Panelde son olarak söz alan Bilim, Sanayi ve Teknoloji Bakanı Fikri Işık, Ar-GE ve inovasyonda farkındalığın oluştuğunu, bunun birçok zorluğun aşılmasında öncü olduğunu, farkındalığın oluşmasının ardından yaşanan problemin ise içeriğe dair olduğunu belirtti. Bakan Işık, bir diğer problemin de devletin destek olarak verdiği paranın nereye gittiğinin ve sonucunun alınıp alınmadığının bilinmemesi olduğuna dikkat çekerek, bu durumun bazı soru işaretlerini beraberinde getirdiğini ifade etti.

Değerlendirmesinde, Türkiye’nin Ar-Ge ve inovasyona neden geç kaldığına değinen Bakan Işık, bunun dört sebebe bağlanabileceğini, bu duruma, Türkiye’nin uzun yıllar enflasyonla mücadele etmesi ve fiyatların bu yüzden oynaklık içinde olmasının, bunun yanında şirketlerin gelirlerinin yarısından fazlasının faiz ve benzeri kaynaklardan sağlanmasının, fason üretimin yıllar boyunca üretimin öncelikleri arasında yer almasının ve son olarak ise lisanslı eğitimin yeterli oranda artırılamamasının neden olduğunu belirtti.

Gelinen noktada Türkiye’nin tam bir “Orta Gelir Tuzağı” içerisinde yer aldığına ve bundan hızlı bir şekilde kurtulması gerektiğine vurguda bulunan Bakan Işık, Türkiye’nin kendi sorununu kendi çözen bir ülke olması için Ar-Ge, inovasyon, patent, marka ve faydalı ürün sarmalında yerini alması ve ülke başarılarından nemalanması gerektiğinin altını çizdi.

Öte yandan, Türkiye’nin 500 milyar dolar ihracat geliri, 2 trilyon dolar GSYH ve 25 bin dolar kişi başına gelire sahip bir ülke olmasını isteniyorsa teknoloji düzeyini artırması gereken bir ülke olduğuna dikkat çeken Bakan Işık, özellikle düşük düzey teknolojiyle yapılan ürün ihracatının şu an için orta düzey ihracata yükseltilmesinin gerekliliğinin altını çizdi.
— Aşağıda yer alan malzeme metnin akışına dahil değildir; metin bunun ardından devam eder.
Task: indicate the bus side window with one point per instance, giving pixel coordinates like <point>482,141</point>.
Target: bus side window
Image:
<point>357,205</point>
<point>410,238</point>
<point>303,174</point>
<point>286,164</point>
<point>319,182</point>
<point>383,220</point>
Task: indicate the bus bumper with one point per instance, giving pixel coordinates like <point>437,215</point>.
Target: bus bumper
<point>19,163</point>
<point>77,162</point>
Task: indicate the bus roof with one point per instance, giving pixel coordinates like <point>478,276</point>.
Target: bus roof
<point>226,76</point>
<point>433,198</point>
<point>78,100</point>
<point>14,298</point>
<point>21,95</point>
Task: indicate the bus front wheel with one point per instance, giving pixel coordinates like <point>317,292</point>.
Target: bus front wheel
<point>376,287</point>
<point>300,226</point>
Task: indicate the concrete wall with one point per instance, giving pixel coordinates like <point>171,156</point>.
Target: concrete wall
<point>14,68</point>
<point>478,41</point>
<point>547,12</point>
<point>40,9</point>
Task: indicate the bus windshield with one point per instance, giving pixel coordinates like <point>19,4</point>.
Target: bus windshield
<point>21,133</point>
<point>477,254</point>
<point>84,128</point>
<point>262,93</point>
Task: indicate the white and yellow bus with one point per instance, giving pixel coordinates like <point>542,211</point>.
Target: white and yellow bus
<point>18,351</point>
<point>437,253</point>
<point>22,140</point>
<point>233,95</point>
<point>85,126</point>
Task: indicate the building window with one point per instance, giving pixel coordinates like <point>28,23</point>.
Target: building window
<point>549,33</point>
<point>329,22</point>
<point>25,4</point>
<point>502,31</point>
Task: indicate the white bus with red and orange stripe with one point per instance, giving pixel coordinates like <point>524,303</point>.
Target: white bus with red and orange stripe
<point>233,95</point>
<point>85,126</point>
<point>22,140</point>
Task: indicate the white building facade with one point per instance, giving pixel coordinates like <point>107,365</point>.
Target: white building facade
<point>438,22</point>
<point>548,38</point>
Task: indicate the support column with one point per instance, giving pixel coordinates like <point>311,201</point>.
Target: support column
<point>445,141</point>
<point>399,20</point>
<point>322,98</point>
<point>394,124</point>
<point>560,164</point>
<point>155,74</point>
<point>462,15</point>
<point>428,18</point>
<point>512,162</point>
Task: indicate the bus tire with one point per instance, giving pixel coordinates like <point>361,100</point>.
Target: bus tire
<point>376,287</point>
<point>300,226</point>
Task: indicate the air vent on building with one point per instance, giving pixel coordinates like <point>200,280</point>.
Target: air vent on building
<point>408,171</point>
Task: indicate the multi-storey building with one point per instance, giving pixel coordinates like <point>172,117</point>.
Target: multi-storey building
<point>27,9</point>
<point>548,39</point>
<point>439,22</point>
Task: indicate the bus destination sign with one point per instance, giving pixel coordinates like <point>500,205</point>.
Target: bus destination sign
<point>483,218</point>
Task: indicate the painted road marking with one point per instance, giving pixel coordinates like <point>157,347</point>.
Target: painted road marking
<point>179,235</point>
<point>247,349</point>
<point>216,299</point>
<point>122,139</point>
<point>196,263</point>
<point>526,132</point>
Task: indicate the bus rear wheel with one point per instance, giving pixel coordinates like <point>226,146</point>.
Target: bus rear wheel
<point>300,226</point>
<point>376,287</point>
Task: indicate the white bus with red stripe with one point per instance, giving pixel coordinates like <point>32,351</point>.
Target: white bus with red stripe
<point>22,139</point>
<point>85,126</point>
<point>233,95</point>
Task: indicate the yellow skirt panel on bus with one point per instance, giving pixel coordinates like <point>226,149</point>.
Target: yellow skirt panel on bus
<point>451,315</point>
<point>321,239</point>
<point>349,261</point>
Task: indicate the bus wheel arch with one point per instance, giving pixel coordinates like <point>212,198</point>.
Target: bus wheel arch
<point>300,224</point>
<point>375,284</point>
Konuşmasında, kamunun Ar-Ge ve inovasyona ayırdığı kaynağın yüksek ama Batı ülkelerine kıyasla düşük olduğuna da dikkat çeken Bakan Işık, bu konuda Bakanlık tarafından kurulan Etki Değerlendirme Daire Başkanlığının Ar-ge ve inovasyon aktardığı kaynakların ülkeye dönüşünün tespit edilmesi üzerine çalışmalarda bulunduklarını da açıklandı.